Solving ODEs w/ Frobenius Method: Q on b, c as Funcs of x

[Master J]

I have been looking at the Frobenius method for solving ODEs of the form. I have a few questions on it.


(x^2)y'' + xby' + cy = 0

If b and c are functions of x, does one use the Frobenius method, where as if they are constants, it is an Euler Cauchy equation and you use y = x^r ??

Thats the first Q. anyway.

Thanks folks!

 

[matematikawan]

y=x^r only works for the Euler-Cauchy equation, i.e. b and c are constants.

If b and c are functions of x, you cannot use the try function y=x^r.

 

[Master J]

Thanks for cledaring that up.

I'm having trouble applying the method. My textbook, (which I won't name but it's approach and exlanation in this section is absolutely terrible) isn't helping me much.

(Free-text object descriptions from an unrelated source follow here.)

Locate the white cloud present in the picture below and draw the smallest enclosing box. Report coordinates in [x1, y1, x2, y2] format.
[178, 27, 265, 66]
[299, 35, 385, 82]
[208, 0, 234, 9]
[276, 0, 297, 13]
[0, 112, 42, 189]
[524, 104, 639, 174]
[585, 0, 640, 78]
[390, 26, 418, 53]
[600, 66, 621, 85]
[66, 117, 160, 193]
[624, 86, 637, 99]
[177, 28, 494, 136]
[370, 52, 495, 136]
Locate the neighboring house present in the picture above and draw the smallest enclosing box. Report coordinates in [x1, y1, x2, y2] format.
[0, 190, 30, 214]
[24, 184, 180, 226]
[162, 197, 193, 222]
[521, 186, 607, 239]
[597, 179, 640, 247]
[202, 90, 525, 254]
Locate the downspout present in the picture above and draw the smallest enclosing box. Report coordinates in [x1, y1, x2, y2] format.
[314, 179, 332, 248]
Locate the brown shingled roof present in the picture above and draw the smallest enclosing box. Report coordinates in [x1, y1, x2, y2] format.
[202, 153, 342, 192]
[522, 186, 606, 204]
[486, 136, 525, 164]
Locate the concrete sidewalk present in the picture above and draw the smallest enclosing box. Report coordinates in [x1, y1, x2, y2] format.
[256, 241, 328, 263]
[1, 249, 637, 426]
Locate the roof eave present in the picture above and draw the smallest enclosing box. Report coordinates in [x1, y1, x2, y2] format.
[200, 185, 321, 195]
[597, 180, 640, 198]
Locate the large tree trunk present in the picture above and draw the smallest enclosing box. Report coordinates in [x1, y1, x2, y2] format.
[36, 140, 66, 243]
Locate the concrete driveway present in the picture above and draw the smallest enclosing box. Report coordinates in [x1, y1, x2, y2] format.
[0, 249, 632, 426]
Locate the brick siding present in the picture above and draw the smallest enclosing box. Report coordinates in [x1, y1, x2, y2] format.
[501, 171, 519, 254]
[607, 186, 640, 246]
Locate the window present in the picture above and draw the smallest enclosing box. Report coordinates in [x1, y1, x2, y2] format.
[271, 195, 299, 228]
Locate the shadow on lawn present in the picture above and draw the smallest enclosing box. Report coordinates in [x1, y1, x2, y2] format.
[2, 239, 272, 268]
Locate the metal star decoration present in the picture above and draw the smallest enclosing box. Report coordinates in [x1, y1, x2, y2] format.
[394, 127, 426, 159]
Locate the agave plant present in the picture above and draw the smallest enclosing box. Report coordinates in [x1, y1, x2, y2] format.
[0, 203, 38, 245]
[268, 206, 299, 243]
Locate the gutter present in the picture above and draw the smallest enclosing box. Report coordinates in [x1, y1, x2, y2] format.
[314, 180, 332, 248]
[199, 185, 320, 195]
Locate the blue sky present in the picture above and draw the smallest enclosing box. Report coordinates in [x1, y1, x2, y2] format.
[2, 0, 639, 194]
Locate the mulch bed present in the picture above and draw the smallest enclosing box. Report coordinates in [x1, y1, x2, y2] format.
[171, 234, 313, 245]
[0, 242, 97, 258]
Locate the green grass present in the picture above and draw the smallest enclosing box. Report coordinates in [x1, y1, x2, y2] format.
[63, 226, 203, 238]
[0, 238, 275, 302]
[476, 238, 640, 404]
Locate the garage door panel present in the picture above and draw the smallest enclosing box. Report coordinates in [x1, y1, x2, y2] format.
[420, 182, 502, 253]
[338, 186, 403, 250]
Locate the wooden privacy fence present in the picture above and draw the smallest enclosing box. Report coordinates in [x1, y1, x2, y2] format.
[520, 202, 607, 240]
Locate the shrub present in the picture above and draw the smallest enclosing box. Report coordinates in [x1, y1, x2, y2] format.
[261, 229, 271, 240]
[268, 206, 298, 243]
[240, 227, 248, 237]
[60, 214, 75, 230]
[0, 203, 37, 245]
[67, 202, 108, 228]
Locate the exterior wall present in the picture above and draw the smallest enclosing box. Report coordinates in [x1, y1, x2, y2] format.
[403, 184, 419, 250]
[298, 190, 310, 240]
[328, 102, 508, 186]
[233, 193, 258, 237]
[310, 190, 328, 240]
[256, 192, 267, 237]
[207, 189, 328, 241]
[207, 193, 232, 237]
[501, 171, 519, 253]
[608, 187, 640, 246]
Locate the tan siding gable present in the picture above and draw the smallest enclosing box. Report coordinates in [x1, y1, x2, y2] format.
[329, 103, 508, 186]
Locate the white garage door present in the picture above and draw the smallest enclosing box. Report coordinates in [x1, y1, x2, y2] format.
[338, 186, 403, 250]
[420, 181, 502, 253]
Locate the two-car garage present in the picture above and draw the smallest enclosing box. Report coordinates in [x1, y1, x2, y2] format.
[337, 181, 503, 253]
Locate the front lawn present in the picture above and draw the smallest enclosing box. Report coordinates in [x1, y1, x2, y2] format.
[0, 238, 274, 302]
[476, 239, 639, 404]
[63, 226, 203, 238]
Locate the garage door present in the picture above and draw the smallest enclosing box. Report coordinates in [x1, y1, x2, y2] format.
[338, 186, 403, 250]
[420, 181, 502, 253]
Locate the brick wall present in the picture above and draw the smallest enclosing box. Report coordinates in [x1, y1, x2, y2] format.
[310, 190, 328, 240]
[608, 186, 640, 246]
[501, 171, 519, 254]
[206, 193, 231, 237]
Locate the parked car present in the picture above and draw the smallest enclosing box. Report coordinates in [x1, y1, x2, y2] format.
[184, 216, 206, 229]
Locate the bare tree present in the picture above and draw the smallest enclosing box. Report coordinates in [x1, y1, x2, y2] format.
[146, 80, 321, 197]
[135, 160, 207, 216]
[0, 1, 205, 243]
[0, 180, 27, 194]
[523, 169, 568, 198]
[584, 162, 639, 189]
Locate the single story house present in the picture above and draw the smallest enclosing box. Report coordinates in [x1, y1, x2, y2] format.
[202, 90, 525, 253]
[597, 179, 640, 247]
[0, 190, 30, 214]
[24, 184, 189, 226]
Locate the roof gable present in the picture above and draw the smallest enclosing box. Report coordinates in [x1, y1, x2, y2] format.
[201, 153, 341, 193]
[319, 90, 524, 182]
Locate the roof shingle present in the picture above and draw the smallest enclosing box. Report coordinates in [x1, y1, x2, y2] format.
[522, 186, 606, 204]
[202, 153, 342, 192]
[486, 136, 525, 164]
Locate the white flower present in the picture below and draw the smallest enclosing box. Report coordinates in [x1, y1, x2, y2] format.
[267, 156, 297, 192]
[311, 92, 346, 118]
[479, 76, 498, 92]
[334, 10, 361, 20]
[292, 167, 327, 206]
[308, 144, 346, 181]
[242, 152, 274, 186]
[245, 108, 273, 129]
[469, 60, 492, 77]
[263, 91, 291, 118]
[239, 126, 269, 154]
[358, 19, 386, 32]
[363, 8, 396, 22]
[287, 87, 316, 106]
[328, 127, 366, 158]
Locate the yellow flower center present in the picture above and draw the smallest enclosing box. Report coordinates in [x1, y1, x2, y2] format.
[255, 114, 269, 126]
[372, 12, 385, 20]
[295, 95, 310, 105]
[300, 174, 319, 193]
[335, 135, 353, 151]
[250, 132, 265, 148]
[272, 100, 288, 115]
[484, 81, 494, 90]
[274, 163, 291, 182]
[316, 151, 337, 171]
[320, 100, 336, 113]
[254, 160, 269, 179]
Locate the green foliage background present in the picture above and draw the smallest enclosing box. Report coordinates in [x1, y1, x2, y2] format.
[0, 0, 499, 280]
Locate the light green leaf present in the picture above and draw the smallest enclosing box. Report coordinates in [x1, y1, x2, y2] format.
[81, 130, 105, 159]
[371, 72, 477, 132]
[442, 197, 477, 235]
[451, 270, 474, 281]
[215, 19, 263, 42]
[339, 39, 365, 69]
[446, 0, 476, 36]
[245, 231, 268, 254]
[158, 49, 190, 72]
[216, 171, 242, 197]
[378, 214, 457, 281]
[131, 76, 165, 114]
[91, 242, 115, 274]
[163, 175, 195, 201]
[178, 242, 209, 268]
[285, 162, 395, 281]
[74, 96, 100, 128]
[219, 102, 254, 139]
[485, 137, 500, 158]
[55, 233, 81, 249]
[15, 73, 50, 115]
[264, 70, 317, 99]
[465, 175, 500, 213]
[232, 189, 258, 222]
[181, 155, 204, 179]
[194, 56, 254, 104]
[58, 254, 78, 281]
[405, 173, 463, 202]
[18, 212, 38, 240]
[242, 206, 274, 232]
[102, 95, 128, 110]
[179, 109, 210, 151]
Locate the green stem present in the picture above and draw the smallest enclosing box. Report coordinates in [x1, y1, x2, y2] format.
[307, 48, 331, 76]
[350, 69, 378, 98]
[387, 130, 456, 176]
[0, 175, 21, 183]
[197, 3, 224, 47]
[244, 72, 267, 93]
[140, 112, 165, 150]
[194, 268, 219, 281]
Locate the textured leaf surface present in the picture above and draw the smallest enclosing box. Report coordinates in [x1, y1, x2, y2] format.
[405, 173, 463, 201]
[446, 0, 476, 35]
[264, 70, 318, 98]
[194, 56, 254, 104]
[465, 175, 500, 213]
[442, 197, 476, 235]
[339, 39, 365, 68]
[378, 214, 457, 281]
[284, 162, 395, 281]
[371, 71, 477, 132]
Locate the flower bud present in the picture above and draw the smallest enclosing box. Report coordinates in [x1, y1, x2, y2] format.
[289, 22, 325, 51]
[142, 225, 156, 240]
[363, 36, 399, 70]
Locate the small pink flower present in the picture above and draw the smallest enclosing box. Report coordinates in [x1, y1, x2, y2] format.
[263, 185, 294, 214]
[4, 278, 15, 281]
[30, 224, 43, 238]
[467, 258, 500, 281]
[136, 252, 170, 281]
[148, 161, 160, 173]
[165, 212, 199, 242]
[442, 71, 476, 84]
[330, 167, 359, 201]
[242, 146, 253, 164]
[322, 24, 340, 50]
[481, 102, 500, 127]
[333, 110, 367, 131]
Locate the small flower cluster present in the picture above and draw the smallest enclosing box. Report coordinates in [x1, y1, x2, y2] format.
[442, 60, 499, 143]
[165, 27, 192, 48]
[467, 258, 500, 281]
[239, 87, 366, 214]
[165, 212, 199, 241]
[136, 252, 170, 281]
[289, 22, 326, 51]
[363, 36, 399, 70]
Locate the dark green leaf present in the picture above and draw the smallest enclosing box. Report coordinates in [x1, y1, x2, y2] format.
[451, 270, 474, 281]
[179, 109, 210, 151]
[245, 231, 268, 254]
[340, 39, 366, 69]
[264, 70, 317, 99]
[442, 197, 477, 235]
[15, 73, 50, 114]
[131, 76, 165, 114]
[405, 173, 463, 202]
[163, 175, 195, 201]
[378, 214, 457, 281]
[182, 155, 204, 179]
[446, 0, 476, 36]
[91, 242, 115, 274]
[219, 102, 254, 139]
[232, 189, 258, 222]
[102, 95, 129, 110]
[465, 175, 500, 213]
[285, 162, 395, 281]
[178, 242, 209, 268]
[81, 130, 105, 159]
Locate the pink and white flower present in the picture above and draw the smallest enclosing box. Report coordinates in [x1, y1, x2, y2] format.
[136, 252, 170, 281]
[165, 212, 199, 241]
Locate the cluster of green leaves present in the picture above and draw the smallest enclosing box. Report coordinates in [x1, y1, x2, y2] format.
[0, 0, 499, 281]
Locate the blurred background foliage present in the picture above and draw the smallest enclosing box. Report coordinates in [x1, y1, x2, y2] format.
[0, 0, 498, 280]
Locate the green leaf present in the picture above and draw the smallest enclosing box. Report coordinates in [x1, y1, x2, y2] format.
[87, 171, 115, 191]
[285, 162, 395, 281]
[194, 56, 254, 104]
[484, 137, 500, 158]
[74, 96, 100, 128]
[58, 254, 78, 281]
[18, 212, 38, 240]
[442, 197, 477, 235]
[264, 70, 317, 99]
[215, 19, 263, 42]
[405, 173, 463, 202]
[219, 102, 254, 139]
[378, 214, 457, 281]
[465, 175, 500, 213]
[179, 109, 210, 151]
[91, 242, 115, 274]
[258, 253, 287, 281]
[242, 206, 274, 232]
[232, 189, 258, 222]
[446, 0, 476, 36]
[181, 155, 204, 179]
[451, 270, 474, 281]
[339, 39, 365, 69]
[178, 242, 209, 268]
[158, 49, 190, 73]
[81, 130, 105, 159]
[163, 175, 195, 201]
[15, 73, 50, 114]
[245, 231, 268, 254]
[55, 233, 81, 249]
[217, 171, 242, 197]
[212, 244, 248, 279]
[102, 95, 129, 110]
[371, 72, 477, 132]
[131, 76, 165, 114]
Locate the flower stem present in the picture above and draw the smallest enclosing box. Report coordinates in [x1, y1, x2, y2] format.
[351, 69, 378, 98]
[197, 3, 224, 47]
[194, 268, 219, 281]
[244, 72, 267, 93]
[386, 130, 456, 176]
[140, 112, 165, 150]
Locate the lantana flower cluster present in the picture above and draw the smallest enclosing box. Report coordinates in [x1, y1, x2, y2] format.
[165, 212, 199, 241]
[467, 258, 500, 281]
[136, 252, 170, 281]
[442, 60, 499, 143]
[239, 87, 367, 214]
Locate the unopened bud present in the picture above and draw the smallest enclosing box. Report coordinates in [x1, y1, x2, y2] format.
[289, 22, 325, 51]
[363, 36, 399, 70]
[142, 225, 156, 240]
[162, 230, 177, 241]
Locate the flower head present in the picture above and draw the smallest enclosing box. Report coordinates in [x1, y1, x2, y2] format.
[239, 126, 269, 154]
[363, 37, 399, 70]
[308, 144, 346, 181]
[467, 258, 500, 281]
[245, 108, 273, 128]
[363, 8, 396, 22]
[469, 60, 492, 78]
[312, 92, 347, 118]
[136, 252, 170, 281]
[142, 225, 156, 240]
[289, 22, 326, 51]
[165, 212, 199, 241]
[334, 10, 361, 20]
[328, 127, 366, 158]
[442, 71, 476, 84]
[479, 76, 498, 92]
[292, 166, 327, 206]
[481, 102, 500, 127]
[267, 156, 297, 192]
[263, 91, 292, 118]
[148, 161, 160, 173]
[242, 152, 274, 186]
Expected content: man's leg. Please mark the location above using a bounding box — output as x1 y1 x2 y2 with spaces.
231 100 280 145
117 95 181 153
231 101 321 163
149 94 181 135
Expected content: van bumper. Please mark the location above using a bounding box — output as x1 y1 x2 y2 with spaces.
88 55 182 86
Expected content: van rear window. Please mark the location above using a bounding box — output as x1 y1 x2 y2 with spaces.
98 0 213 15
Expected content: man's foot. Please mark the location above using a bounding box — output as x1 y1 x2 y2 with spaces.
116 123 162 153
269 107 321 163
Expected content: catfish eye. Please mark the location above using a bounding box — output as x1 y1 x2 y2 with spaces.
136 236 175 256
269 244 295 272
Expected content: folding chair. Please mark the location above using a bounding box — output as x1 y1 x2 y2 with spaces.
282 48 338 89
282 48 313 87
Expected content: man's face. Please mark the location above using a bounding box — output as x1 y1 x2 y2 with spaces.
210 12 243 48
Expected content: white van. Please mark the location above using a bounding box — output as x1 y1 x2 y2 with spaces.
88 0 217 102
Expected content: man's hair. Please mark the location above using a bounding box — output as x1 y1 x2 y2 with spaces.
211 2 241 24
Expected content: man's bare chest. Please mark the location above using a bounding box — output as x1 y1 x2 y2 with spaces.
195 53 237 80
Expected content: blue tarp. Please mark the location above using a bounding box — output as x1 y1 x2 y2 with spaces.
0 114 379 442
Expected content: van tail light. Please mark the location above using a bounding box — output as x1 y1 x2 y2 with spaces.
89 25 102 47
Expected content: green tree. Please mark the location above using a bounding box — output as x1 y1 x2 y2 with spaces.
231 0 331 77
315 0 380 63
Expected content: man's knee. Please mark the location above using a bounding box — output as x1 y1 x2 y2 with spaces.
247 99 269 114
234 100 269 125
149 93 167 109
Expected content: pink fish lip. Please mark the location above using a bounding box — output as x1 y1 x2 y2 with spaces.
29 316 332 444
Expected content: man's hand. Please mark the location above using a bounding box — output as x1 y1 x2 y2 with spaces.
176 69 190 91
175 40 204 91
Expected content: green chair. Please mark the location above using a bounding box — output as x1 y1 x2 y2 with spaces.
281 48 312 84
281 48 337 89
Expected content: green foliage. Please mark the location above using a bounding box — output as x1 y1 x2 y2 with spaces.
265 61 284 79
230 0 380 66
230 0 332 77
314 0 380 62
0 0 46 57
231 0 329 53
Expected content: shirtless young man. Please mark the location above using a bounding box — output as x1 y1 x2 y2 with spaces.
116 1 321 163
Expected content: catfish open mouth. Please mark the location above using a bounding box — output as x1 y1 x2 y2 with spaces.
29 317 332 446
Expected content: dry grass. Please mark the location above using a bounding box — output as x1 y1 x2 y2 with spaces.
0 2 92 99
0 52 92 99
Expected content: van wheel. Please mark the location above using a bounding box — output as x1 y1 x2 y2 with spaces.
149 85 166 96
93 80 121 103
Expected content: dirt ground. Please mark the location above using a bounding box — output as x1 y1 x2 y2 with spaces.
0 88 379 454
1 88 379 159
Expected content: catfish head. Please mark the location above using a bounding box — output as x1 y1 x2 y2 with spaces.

I have been trying to solve, for example,

xy'' + 5y' + xy = 0

So I get

SUM(n + r)(N + r -1)(a_n)x^(n + r -2) + SUM(5)(n + r)(a_n)x^(n + R -2) + SUM(a_n)x^(n + r +1) = 0

where SUM is the sum to infinity from n = 0.

and the general solution is of form y=(x^r)SUM(a_n)(x^n)


I don't know what to do know. The book's next steps are done without explanation really.
Can someone help me??

 

[matematikawan]

x=0 is a regular singular point. There is at least one solution of the form y=(x^r)SUM(a_n)(x^n)
where r satisfy the indicial equation r²+4r=0.
r₁=0 , r₂=-4 and r₁-r₂ is an integer in this case.

The Frobenius method only guarantee for r=0 (the larger root) but not for r=-4 (but there is no harm for trying)

If you know anything about Bessel equation, I would suggest you solve the equation using the substitution z=x²y.